Per arrivare a queste sconcertanti conclusioni, sono stati utilizzati i dati raccolti dai radar ad apertura sintetica (SAR la sigla in inglese) in orbita a 680 chilometri dalla superficie terrestre su due satelliti. Queste strumentazioni consentono di ottenere immagini ad alta risoluzione dallo spazio penetrando anche le superficie solide (come per l’appunto il granito) e rendendole “trasparenti”: si studiano così i movimenti millimetrici di ghiacciai e infrastrutture, oppure le configurazioni sotterranee dei vulcani. L’esperto di SAR del gruppo è il professor Biondi, che lavora per il Ministero della Difesa italiano ed è specializzato in interferometria, analisi multicromatica e tomografia. Il professore ha sviluppato un software particolare che trasforma i segnali radar in dati fononici in grado di rilevare le minime vibrazioni. Con il professor Malanga, nel 2022 aveva già firmato un articolo scientifico pubblicato dalla rivista Remote Sensing che anticipava di mesi la scoperta di un grande spazio vuoto (un corridoio?) lungo nove metri all’interno della Grande Piramide, in seguito reso noto in tutto il mondo dal progetto ScanPyramids che utilizza una tecnica detta muografia. La ricerca di Biondi e Malanga, che avevano individuato anche altre cavità con la loro metodologia basata sul SAR, invece, non aveva avuto l’eco che meritava.

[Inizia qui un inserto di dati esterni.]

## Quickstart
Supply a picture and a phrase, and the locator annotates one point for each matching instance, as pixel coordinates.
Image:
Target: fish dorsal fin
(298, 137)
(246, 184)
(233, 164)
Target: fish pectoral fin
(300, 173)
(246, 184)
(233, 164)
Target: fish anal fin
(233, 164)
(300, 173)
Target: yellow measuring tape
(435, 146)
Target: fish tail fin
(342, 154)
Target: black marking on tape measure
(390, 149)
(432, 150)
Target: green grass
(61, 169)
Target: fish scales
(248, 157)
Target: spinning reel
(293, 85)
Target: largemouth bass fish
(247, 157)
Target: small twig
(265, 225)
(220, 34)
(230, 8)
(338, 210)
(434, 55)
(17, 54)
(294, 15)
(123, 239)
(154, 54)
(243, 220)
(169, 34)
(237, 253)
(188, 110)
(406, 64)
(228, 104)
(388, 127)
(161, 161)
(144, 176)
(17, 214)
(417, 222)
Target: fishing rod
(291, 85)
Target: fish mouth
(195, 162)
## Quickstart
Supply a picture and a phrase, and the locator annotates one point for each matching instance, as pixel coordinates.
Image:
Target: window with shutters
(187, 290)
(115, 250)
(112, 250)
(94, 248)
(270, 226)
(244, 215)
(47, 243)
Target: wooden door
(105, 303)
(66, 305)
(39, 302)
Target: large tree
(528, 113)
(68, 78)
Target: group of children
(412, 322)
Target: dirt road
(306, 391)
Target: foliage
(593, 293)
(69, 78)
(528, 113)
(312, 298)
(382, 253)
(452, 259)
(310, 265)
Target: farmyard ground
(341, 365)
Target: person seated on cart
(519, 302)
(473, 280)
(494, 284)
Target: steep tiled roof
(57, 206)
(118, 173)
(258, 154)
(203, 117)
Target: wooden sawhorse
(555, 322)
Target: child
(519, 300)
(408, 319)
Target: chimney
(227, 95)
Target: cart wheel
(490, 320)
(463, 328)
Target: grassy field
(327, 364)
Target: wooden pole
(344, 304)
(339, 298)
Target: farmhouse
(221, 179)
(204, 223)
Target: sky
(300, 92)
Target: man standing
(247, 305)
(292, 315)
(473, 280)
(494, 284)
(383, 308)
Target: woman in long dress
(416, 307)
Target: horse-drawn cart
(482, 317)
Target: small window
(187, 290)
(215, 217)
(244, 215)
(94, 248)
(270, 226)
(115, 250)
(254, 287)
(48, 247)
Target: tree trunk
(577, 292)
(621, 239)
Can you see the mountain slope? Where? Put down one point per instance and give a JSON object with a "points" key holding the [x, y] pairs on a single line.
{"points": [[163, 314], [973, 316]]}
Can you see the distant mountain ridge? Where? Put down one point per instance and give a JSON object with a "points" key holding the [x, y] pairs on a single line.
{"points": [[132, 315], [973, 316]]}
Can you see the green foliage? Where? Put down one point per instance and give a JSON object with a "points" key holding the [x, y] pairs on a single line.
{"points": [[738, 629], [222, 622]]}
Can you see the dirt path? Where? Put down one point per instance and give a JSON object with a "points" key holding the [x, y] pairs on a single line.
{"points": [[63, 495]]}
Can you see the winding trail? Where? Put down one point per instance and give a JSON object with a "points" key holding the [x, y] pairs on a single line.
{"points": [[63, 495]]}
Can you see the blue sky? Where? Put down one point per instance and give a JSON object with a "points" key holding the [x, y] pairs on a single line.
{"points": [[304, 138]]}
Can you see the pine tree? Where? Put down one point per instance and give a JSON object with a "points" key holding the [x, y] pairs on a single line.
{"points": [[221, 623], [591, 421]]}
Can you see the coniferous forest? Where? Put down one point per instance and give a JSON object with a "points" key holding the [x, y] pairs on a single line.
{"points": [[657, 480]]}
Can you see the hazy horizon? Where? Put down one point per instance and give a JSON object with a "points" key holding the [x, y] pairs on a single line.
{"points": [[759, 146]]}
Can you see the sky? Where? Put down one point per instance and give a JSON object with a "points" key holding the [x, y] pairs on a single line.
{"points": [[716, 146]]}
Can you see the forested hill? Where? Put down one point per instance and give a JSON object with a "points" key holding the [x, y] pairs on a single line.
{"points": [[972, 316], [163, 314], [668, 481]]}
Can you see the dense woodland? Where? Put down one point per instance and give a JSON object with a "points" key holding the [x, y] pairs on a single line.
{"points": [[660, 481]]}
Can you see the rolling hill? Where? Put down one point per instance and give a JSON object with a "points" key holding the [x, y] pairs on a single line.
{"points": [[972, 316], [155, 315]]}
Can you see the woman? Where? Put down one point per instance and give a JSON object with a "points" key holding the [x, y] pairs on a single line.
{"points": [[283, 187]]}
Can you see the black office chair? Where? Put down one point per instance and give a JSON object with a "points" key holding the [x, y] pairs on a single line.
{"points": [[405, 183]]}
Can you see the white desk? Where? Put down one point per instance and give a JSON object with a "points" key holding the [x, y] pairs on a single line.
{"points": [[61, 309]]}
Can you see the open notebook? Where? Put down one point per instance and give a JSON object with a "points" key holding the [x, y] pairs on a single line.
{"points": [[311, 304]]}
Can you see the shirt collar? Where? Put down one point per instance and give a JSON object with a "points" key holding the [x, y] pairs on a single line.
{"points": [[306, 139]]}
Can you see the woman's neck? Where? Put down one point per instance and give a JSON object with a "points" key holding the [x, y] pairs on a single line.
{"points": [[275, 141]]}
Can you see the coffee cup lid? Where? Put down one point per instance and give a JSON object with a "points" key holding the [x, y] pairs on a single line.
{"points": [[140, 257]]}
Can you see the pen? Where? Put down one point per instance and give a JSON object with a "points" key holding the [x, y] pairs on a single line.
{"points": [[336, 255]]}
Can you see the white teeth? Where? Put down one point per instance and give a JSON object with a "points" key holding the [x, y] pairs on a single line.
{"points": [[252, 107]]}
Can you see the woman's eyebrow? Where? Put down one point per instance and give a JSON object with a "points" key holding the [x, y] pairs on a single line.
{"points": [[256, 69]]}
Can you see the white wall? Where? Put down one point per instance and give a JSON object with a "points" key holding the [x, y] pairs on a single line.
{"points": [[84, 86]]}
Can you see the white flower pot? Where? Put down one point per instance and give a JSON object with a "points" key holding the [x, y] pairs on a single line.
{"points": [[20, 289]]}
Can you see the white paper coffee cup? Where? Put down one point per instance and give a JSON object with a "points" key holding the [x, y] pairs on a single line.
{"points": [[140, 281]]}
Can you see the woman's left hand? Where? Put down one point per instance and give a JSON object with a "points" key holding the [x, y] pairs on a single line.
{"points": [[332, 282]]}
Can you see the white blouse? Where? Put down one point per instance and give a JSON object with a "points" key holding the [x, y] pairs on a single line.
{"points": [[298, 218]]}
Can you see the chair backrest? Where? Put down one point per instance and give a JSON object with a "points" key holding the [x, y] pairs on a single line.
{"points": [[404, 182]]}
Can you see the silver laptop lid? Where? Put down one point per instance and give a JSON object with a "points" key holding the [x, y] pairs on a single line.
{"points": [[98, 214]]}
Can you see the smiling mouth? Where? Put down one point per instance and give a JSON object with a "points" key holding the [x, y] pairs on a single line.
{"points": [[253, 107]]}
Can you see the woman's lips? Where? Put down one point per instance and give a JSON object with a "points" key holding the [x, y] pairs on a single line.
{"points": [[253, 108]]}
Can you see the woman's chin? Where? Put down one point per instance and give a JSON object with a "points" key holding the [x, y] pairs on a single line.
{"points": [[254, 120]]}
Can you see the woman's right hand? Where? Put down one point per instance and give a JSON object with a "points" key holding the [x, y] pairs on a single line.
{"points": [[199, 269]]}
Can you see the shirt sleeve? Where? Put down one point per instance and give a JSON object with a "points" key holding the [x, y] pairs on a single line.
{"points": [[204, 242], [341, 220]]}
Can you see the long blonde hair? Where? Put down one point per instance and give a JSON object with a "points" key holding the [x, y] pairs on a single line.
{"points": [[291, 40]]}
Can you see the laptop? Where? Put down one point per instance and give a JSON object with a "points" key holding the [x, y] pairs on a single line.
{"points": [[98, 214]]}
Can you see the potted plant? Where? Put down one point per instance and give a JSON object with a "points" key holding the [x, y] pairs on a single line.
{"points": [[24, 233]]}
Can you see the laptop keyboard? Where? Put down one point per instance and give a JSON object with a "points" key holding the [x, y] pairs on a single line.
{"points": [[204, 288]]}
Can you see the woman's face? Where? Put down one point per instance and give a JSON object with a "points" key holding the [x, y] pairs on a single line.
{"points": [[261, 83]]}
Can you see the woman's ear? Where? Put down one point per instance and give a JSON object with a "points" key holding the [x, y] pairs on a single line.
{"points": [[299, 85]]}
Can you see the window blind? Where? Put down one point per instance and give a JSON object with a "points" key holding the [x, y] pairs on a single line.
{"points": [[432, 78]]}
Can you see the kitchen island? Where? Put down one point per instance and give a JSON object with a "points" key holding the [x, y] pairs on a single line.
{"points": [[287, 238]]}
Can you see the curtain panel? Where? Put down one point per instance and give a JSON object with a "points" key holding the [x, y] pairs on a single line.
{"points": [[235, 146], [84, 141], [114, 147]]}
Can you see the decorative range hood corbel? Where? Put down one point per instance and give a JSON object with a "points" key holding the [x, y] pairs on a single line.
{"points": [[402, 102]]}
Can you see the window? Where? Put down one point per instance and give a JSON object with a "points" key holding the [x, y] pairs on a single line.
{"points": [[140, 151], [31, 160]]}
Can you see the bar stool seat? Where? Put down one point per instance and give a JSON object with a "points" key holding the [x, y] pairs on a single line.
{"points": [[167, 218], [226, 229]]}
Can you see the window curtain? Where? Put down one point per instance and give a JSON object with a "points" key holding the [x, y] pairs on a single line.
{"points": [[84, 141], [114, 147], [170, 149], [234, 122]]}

Ma la loro analisi non si è fermata, anzi: hanno puntato la loro attenzione sulla seconda piramide per grandezza e sull’intero altopiano roccioso sul quale si erge l’unica delle Sette Meraviglie del mondo antico ancora esistente. Nella piramide di Chefren, grazie alle informazioni raccolte dai radar ad apertura sintetica di due società spaziali (Umbra e Capella Space) il team ha trovato cinque strutture regolari a forma di Zed– ovvero la torretta spiraliforme, simbolo della spina dorsale che regge la volta celeste nel mito egizio. Malanga è convinto che queste strutture servissero per convogliare l’energia raccolta dalla piramide, trasformata in forma di vibrazioni, per rigenerare la salute del Faraone. Lungi dall’essere una tomba o un monumento, la piramide era dunque una macchina per garantire lunga vita al re d’Egitto. Ma non è finita qui. Le microonde dei due SAR sono infatti penetrate molto in profondità e hanno scoperto qualcosa di ancora più impressionante. Sotto la piana di Giza ci sarebbe un mondo incredibile, reso visibile dall’elaborazione tomografica in 3D che attribuisce un colore diverso a seconda della presenza di spazi pieni o vuoti.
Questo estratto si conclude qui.